Table 2.
Performance of the prognostic models of the algorithms and the surgeon in the test set (n = 400)
| Model/ Surgeon |
Balanced Accuracy |
Accuracy | Sensitivity | Specificity | AUCa | Brier Score |
|---|---|---|---|---|---|---|
| LRb | 0.580 | 0.90 (CIc 0.86–0.92) | 0.235 | 0.924 | 0.624 | 0.041 |
| RFd | 0.591 | 0.81 (CI 0.77–0.85) | 0.353 | 0.830 | 0.671 | 0.043 |
| XGBe | 0.608 | 0.84 (CI 0.80–0.88) | 0.353 | 0.864 | 0.646 | 0.042 |
| KNNf | 0.616 | 0.70 (CI 0.65–0.74) | 0.529 | 0.702 | 0.623 | 0.042 |
| Senior Surgeon | 0.527 | 0.74 (CI 0.69–0.78) | 0.294 | 0.760 | - | - |
aAUC: area under the receiver operating characteristic curve; bLR: logistic regression; cCI: Confidence interval; dRF: random forest; eXGB: eXtreme gradient boost; fKNN: K-nearest neighbors.

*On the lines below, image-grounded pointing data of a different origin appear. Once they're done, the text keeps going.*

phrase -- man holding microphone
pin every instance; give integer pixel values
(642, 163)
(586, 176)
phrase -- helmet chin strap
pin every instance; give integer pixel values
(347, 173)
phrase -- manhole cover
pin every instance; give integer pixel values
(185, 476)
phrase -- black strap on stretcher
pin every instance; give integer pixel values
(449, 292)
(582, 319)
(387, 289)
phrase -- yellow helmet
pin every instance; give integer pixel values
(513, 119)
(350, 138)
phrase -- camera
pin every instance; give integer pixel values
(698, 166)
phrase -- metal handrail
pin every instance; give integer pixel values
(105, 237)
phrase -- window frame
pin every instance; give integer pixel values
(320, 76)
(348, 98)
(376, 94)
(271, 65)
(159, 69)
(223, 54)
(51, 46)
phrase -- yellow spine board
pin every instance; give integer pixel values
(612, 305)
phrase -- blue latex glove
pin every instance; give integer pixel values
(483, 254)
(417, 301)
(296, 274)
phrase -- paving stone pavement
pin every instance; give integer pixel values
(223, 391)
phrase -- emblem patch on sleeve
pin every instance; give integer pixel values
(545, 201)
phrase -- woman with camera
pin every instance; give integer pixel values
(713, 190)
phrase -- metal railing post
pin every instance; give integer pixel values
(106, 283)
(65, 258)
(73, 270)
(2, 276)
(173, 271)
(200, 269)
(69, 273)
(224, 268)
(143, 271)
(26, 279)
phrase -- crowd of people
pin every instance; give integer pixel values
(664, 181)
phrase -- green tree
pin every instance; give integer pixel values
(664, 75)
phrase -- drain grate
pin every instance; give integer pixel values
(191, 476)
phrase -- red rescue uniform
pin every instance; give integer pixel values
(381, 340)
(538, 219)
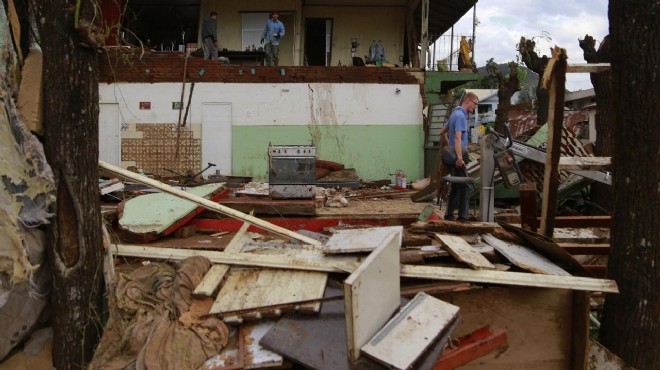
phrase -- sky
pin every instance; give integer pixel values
(549, 22)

95% confidence intervals are provided for accuracy. No confidence interval is reported for balanced accuracy, as it is a composite metric whose uncertainty depends on both sensitivity and specificity, and no standard analytical method is established for its estimation.